Development of mouse oocytes injected with lyophilized sperm heads
As illustrated in Table 1, 1,236 of
1,353 oocytes (91.4%) survived the microsurgery by injection and, of the survivors, 1,157 (93.6%) were activated by the sperm nuclei and fertilized normally, despite the original suspension medium of sperm (CZB or DMEM), the Storage temperature (25 ° C or 4 ° C), and storage period (1 day, 2 weeks, 1 month or 3 months). The maximum storage period of the ampules in these Examples was 3 months at 4 ° C.

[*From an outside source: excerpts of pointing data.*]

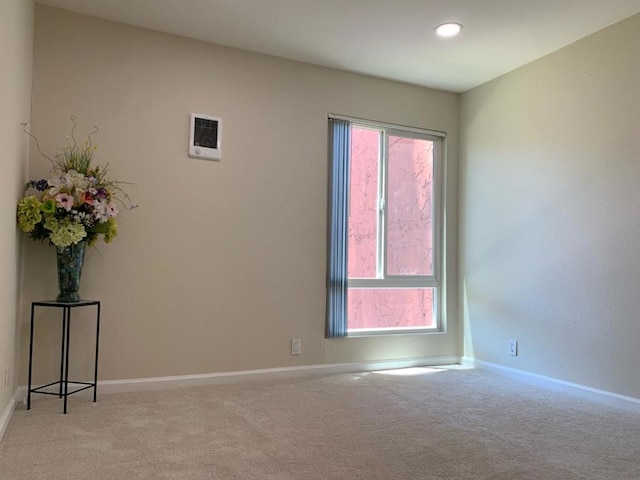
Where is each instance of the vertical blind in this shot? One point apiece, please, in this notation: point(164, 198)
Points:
point(339, 153)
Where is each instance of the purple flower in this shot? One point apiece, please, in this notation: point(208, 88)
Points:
point(65, 201)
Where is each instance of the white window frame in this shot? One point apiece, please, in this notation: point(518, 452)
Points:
point(383, 280)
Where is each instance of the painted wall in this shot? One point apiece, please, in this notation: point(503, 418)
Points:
point(223, 262)
point(549, 210)
point(16, 54)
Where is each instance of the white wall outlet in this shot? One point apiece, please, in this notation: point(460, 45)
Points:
point(295, 346)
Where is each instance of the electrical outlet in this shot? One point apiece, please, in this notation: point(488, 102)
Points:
point(295, 346)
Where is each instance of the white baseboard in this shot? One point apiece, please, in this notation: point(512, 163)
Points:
point(181, 381)
point(7, 414)
point(594, 394)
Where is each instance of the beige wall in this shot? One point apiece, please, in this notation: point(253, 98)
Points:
point(16, 53)
point(550, 201)
point(224, 262)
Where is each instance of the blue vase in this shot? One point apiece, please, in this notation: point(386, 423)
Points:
point(70, 260)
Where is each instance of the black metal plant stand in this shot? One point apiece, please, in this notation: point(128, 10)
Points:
point(63, 391)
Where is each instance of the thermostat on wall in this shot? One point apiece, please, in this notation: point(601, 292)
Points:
point(204, 137)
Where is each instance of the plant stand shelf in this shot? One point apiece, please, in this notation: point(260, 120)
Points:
point(63, 383)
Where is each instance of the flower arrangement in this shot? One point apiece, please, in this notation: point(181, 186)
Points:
point(77, 203)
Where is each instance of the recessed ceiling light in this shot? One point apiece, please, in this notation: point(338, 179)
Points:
point(447, 30)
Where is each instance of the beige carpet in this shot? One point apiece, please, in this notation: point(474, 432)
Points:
point(452, 424)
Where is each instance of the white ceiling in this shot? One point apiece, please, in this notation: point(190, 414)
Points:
point(391, 39)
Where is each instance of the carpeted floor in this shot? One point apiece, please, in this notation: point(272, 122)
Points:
point(437, 424)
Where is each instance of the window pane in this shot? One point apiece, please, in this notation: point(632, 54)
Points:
point(363, 203)
point(390, 308)
point(409, 207)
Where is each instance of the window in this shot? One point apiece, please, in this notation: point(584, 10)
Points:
point(385, 217)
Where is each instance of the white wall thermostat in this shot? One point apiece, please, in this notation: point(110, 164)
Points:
point(205, 136)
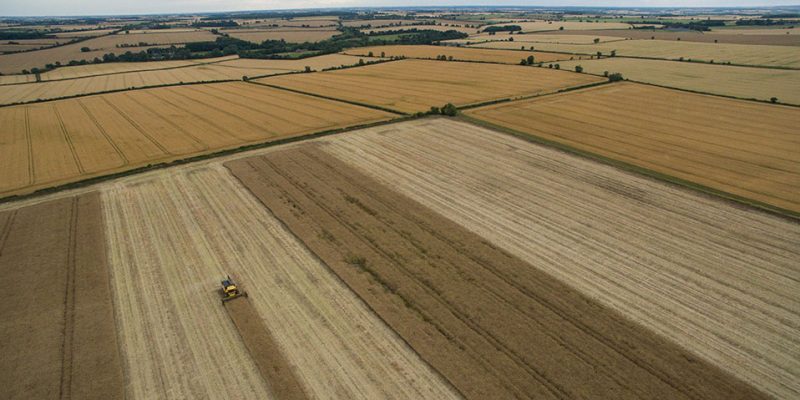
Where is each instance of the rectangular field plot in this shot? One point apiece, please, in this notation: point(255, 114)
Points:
point(743, 82)
point(458, 53)
point(719, 280)
point(416, 85)
point(742, 148)
point(52, 143)
point(494, 325)
point(57, 334)
point(174, 234)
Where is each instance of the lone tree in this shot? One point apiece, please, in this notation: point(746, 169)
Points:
point(450, 110)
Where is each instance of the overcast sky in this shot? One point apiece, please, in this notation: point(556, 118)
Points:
point(106, 7)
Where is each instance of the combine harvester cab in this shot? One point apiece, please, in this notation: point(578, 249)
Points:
point(230, 290)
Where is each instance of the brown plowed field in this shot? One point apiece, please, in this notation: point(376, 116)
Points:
point(416, 85)
point(57, 335)
point(52, 143)
point(720, 280)
point(743, 148)
point(494, 325)
point(458, 53)
point(174, 234)
point(694, 36)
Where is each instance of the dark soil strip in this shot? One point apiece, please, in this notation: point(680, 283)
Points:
point(493, 325)
point(272, 364)
point(57, 333)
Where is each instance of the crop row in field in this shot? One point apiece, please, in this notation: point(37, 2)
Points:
point(173, 234)
point(743, 82)
point(416, 85)
point(738, 147)
point(458, 53)
point(57, 334)
point(491, 323)
point(169, 74)
point(755, 38)
point(63, 141)
point(742, 54)
point(717, 279)
point(289, 35)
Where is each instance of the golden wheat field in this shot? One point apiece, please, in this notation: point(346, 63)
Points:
point(458, 53)
point(738, 147)
point(743, 54)
point(416, 85)
point(743, 82)
point(157, 74)
point(52, 143)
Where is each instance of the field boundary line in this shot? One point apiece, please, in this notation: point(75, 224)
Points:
point(331, 98)
point(258, 145)
point(73, 96)
point(730, 198)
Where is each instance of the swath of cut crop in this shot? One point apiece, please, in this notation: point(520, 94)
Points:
point(58, 337)
point(492, 324)
point(274, 367)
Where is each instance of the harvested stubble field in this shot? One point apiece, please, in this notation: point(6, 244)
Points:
point(743, 54)
point(494, 325)
point(170, 73)
point(743, 148)
point(174, 234)
point(416, 85)
point(696, 36)
point(53, 143)
point(726, 80)
point(289, 35)
point(57, 335)
point(458, 53)
point(15, 63)
point(720, 280)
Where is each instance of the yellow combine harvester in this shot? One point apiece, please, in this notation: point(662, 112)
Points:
point(230, 291)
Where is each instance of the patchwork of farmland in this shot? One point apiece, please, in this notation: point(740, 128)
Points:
point(155, 74)
point(458, 53)
point(717, 279)
point(416, 85)
point(743, 82)
point(755, 55)
point(743, 148)
point(52, 143)
point(172, 235)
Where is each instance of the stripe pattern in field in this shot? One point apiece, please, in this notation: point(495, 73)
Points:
point(174, 235)
point(416, 85)
point(492, 324)
point(719, 280)
point(52, 143)
point(57, 334)
point(743, 148)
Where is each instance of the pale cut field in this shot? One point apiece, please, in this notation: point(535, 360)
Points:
point(744, 148)
point(289, 35)
point(720, 280)
point(744, 82)
point(172, 236)
point(416, 85)
point(756, 55)
point(15, 63)
point(170, 73)
point(58, 142)
point(458, 53)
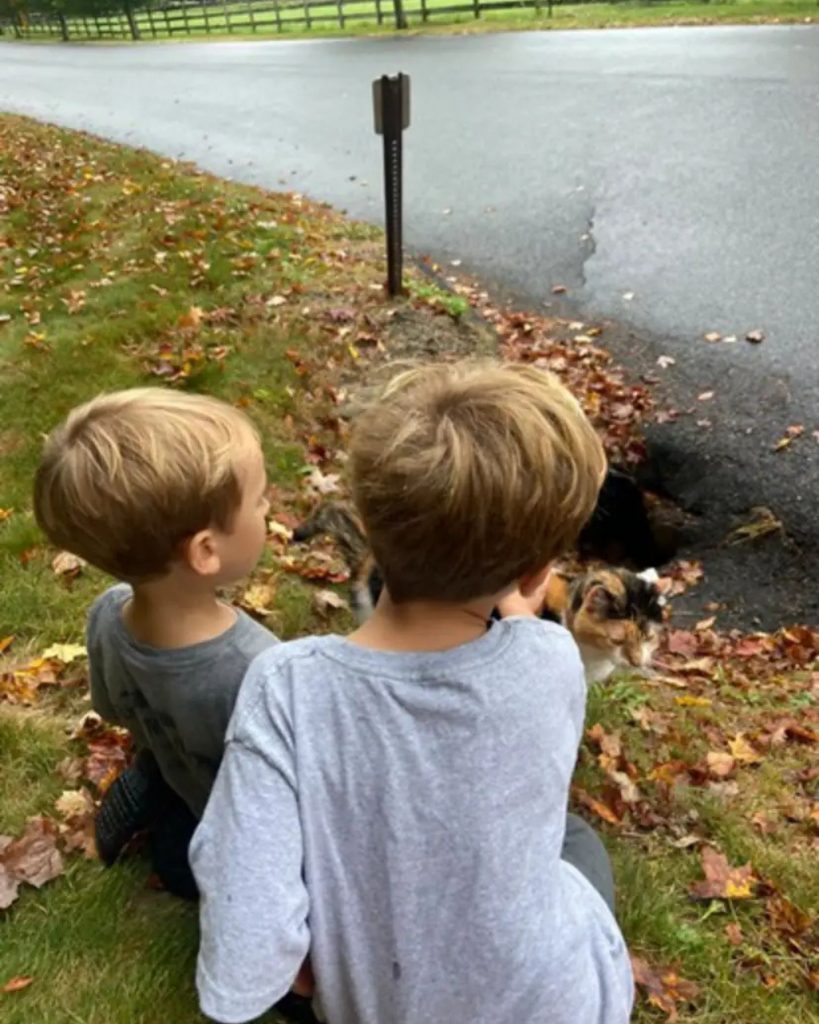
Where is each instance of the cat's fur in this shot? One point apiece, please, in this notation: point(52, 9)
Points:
point(613, 613)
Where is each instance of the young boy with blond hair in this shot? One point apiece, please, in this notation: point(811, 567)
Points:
point(396, 801)
point(166, 492)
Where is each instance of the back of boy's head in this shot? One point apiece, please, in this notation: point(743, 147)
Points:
point(469, 476)
point(128, 476)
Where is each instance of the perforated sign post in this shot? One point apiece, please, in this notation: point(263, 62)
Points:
point(391, 108)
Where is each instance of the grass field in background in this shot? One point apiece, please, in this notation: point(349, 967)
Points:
point(236, 19)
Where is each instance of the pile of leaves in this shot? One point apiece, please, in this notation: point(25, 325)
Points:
point(38, 855)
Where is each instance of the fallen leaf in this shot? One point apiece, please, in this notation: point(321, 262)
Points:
point(690, 700)
point(663, 987)
point(682, 642)
point(742, 752)
point(65, 652)
point(722, 881)
point(720, 763)
point(76, 808)
point(9, 885)
point(762, 522)
point(594, 805)
point(322, 483)
point(33, 858)
point(258, 599)
point(16, 984)
point(190, 321)
point(67, 564)
point(792, 432)
point(325, 600)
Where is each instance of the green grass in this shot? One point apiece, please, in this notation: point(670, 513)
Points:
point(233, 20)
point(101, 946)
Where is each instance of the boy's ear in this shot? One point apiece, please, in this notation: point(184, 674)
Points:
point(202, 554)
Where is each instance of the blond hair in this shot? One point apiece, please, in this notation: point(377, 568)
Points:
point(130, 475)
point(468, 476)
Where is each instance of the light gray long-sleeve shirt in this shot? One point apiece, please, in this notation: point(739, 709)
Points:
point(401, 816)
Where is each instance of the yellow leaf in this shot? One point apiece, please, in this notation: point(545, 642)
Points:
point(742, 752)
point(66, 652)
point(739, 890)
point(65, 563)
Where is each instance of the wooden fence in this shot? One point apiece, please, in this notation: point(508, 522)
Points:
point(252, 16)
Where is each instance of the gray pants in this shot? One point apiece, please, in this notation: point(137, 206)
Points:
point(584, 849)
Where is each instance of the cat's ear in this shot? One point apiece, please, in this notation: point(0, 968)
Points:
point(599, 601)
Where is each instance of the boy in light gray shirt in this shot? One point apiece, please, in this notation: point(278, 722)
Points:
point(166, 491)
point(395, 802)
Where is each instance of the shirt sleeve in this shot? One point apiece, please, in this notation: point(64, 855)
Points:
point(100, 699)
point(247, 856)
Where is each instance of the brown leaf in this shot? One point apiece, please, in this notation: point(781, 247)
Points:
point(16, 984)
point(683, 642)
point(761, 523)
point(663, 987)
point(327, 600)
point(722, 881)
point(67, 564)
point(258, 599)
point(34, 857)
point(596, 806)
point(742, 752)
point(786, 918)
point(190, 321)
point(8, 884)
point(76, 807)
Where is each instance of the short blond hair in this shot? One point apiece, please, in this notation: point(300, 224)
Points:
point(130, 475)
point(470, 475)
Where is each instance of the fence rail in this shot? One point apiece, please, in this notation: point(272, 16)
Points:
point(267, 16)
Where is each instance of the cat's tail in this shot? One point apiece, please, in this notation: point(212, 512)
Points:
point(341, 524)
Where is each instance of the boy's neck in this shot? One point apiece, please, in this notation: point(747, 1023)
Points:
point(176, 612)
point(423, 626)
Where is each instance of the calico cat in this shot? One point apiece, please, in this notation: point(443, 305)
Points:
point(614, 614)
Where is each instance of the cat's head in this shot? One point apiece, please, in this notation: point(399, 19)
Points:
point(615, 612)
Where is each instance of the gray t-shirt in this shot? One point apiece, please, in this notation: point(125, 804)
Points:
point(176, 702)
point(401, 816)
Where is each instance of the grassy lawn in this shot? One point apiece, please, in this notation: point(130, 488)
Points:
point(360, 17)
point(120, 268)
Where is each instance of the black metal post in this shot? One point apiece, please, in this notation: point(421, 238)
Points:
point(391, 97)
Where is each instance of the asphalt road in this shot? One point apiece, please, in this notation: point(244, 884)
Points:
point(667, 177)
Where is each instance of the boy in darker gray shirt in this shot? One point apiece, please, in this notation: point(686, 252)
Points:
point(166, 491)
point(396, 802)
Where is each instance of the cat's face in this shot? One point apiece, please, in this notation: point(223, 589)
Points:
point(616, 613)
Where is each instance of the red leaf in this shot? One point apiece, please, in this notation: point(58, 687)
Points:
point(722, 881)
point(663, 987)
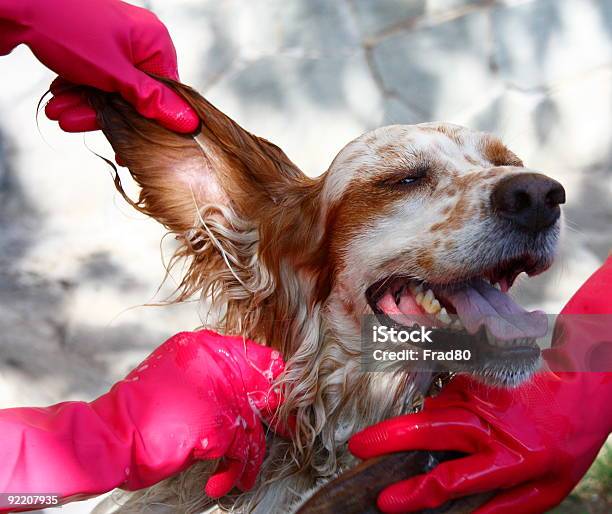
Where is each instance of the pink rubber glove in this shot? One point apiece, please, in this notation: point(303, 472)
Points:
point(106, 44)
point(200, 395)
point(533, 443)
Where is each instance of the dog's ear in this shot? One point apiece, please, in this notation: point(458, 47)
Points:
point(221, 164)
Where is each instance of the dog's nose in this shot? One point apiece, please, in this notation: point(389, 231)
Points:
point(531, 200)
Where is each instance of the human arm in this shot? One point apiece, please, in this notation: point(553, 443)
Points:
point(105, 44)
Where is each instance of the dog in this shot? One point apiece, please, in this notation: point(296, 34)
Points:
point(432, 219)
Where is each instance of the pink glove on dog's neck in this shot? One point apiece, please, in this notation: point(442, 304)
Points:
point(106, 44)
point(199, 395)
point(532, 444)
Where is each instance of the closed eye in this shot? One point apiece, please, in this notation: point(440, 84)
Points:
point(407, 180)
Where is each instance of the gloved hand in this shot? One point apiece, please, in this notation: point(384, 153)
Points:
point(106, 44)
point(200, 395)
point(533, 443)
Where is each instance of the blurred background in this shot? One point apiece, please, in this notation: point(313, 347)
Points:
point(77, 264)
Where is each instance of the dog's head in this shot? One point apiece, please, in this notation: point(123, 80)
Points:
point(408, 220)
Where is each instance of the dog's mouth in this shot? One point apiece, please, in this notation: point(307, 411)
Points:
point(476, 312)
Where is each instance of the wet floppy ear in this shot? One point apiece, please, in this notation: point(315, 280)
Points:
point(221, 164)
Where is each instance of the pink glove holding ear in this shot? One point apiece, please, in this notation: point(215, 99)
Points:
point(200, 395)
point(106, 44)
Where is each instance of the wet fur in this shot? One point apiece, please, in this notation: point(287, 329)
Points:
point(284, 259)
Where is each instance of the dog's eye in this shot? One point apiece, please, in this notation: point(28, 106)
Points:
point(407, 180)
point(412, 176)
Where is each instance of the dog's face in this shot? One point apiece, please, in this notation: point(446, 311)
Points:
point(409, 220)
point(440, 208)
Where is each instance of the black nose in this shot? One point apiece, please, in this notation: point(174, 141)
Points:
point(530, 200)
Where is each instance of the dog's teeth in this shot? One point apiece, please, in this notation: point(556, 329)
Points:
point(444, 317)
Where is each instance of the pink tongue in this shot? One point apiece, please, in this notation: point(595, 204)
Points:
point(481, 304)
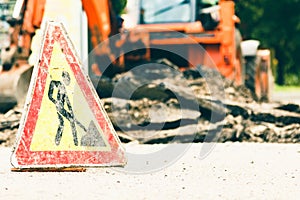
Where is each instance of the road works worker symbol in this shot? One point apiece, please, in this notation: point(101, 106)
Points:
point(92, 137)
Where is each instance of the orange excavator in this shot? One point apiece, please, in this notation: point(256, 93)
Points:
point(159, 29)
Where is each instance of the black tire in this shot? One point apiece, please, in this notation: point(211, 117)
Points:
point(250, 73)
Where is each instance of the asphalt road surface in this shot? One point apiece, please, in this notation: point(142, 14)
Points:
point(229, 171)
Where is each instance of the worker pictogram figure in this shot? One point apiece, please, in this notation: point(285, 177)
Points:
point(62, 102)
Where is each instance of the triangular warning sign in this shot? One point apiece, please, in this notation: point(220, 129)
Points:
point(64, 123)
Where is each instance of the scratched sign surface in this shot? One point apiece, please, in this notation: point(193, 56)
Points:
point(64, 123)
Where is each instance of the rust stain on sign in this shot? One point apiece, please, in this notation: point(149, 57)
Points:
point(64, 123)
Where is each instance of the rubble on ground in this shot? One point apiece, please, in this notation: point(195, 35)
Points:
point(160, 104)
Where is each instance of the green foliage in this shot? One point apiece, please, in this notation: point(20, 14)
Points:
point(277, 25)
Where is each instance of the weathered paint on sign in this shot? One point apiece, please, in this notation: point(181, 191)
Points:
point(64, 123)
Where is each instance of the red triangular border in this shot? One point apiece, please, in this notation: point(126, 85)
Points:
point(23, 157)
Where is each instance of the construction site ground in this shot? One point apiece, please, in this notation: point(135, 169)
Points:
point(232, 170)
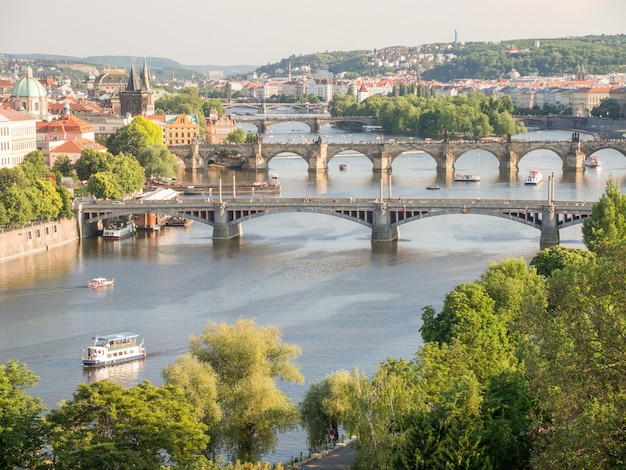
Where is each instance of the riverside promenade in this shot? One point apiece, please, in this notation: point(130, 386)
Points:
point(339, 457)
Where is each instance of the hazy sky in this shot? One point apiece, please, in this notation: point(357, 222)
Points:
point(257, 32)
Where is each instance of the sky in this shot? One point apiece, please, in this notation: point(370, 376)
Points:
point(258, 32)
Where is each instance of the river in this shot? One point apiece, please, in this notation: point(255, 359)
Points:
point(346, 303)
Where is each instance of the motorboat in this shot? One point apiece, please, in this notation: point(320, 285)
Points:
point(113, 349)
point(119, 230)
point(593, 161)
point(100, 282)
point(534, 177)
point(467, 177)
point(178, 221)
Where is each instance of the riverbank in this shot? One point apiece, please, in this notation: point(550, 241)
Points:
point(36, 237)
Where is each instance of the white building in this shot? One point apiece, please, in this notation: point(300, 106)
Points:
point(18, 137)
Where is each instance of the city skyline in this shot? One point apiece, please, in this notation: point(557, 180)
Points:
point(196, 32)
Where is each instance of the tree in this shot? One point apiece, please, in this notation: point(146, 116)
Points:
point(34, 165)
point(246, 361)
point(325, 406)
point(128, 172)
point(211, 106)
point(21, 433)
point(45, 199)
point(237, 136)
point(608, 108)
point(605, 229)
point(575, 363)
point(107, 426)
point(19, 208)
point(157, 160)
point(104, 186)
point(63, 165)
point(198, 382)
point(91, 162)
point(135, 137)
point(558, 257)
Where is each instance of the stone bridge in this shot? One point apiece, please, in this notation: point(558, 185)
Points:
point(256, 156)
point(315, 123)
point(383, 217)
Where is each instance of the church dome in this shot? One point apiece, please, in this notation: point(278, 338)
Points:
point(28, 87)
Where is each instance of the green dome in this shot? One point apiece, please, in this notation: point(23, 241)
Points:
point(28, 87)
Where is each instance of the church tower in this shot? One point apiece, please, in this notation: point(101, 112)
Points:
point(138, 98)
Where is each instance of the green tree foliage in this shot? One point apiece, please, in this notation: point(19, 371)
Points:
point(325, 406)
point(104, 186)
point(107, 426)
point(211, 106)
point(119, 176)
point(237, 136)
point(157, 160)
point(18, 206)
point(608, 108)
point(461, 116)
point(34, 166)
point(246, 361)
point(90, 162)
point(558, 257)
point(605, 229)
point(135, 137)
point(187, 101)
point(129, 174)
point(576, 365)
point(12, 177)
point(63, 165)
point(45, 199)
point(474, 407)
point(21, 433)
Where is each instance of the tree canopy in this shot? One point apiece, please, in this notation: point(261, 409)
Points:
point(243, 361)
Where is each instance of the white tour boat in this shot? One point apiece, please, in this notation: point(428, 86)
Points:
point(113, 349)
point(469, 177)
point(119, 230)
point(534, 177)
point(593, 161)
point(101, 282)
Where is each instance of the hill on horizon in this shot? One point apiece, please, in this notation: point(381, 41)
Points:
point(114, 61)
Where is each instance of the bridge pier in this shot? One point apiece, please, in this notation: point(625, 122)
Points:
point(383, 165)
point(574, 160)
point(222, 228)
point(382, 231)
point(549, 231)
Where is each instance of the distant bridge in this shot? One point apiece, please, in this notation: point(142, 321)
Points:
point(256, 156)
point(264, 107)
point(383, 217)
point(315, 123)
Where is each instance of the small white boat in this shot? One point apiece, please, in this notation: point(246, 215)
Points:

In three experiments, 57 oocytes from three females were injected with sperm stored for 3 months. 95% of the injected oocytes survived the microsurgery, and all of them were fertilized normally. 91% of the fertilized eggs were developed to morula / blastocysts i n vi tro. Fourteen (30%) of 46 embryos transferred to three surrogate mothers were developed into normal adults. The majority (90% -93%) of the fertilized eggs, which had been injected with sperm heads suspended with CZB, which had been lyophilized, were stored for 1 day to 2 weeks at 25 ° C or 4 ° C, and rehydrated, developed in morulae / blastocysts in vi tro and 25-34 (20% -29%) of these developed in normal progeny when transferred to surrogate mothers. Although a lower percentage (76%) of the fertilized eggs that had been injected with lyophilized sperm, suspended in CZB that had been stored for 1 month at 25 ° C before rehydration, they developed in morulae / blastocysts, 16 (18% ) of these were developed to normal progeny when they were transferred to surrogate mothers. Nine (28%) of 32 transferred embryos derived from fertilized eggs that had been injected with sperm heads suspended in CZB, lyophilized and stored at 4 ° C for 3 months, developed into normal progeny. In summary, when freeze-dried sperm, suspended in CZB was employed, a total of 143 live progenies were produced after the transfer of 562 embryos, developed from 664 oocytes that survived microsurgery and fertilized normally, a total success rate of 21.5%. Most of the fertilized eggs (79% -91%), which had been injected with sperm heads suspended in DMEM, which had been lyophilized, stored for 1 day to 1 month at 25 ° C or up to 3 months at 4 ° C , also developed in morula / blastocysts in vi tro. In summary, a total of 92 live progenies were produced after the transfer of 326 embryos, developed from 493 oocytes that survived the microsurgery and were fertilized normally, a total success rate of 18.7%. As illustrated in Figure lb, all progeny developed normally. His sex ratio was approximately 1: 1. Two fully developed females and two males from each of the 12 experimental groups were randomly selected and copulated. All proved to be fertile and normal size baits were produced (8 to 12).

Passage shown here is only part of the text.